Just read the marvellous 2011 essay from Mark Edmundson “Who Are You and What Are You Doing Here?” about the purpose of education, especially a degree. There are many wonderful parts, in particular this on why we should read a variety of writers:
The reason to read Blake and Dickinson and Freud and Dickens is not to become more cultivated, or more articulate, or to be someone who, at a cocktail party, is never embarrassed (or who can embarrass others). The best reason to read them is to see if they may know you better than you know yourself. You may find your own suppressed and rejected thoughts flowing back to you with an “alienated majesty.” Reading the great writers, you may have the experience that Longinus associated with the sublime: you feel that you have actually created the text yourself. For somehow your predecessors are more than yourself.
Note that Freud is in that list. Books that lift your heart might not always be the fiction ones. They might not always be the most “classic”, what matters is that they lift you up.
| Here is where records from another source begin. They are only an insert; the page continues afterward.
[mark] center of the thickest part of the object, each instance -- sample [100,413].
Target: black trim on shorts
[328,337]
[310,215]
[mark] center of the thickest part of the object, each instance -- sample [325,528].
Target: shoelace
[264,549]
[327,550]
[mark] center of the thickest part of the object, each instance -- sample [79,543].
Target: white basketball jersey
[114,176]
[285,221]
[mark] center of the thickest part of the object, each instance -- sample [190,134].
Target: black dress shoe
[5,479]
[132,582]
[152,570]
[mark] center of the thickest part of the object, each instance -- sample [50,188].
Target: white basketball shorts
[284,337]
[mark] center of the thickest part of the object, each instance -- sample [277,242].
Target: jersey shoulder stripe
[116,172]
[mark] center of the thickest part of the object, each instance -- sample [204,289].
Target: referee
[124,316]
It’s so easy to become bogged down in the idea that reading should be for other people – to impress or blend with them – but reading is really about much more than that.
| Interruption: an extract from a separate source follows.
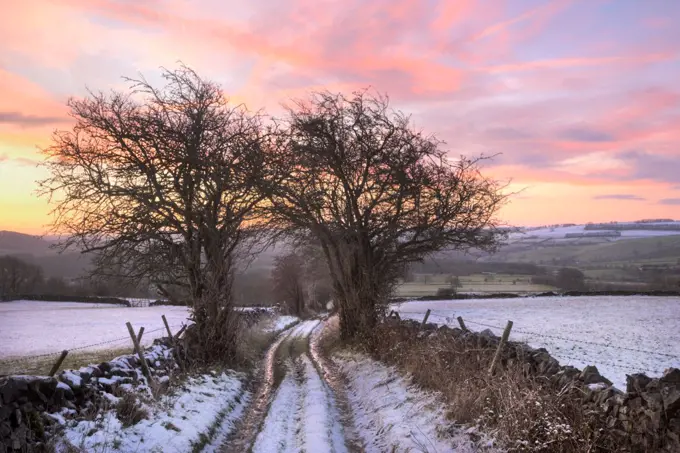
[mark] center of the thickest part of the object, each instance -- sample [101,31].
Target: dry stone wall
[646,415]
[33,408]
Edmundson also reflects how to be a great learner:
You’ll be the one who pesters his teachers. You’ll ask your history teacher about whether there is a design to our history, whether we’re progressing or declining, or whether, in the words of a fine recent play, The History Boys, history’s “just one f***ing thing after another.” You’ll be the one who challenges your biology teacher about the intellectual conflict between evolution and creationist thinking. You’ll not only question the statistics teacher about what numbers can explain but what they can’t.
And he explains why his father got mad when teenaged-Edmundson said he would likely study law for his degree because lawyers “make pretty good money, right?”:
My father detonated. (That was not uncommon. My father detonated a lot.) He told me that I was going to go to college only once, and that while I was there I had better study what I wanted. He said that when rich kids went to school, they majored in subjects that interested them, and that my younger brother Philip and I were as good as any rich kids. (We were rich kids minus the money.) Wasn’t I interested in literature? I confessed that I was. Then I had better study literature, unless I had inside information to the effect that reincarnation wasn’t just hype, and I’d be able to attend college thirty or forty times.
There is so much more wisdom in this piece, but I’ll leave it for you to explore and figure out which are the bits that speak back to you the things you’ve always thought but have never been able to say.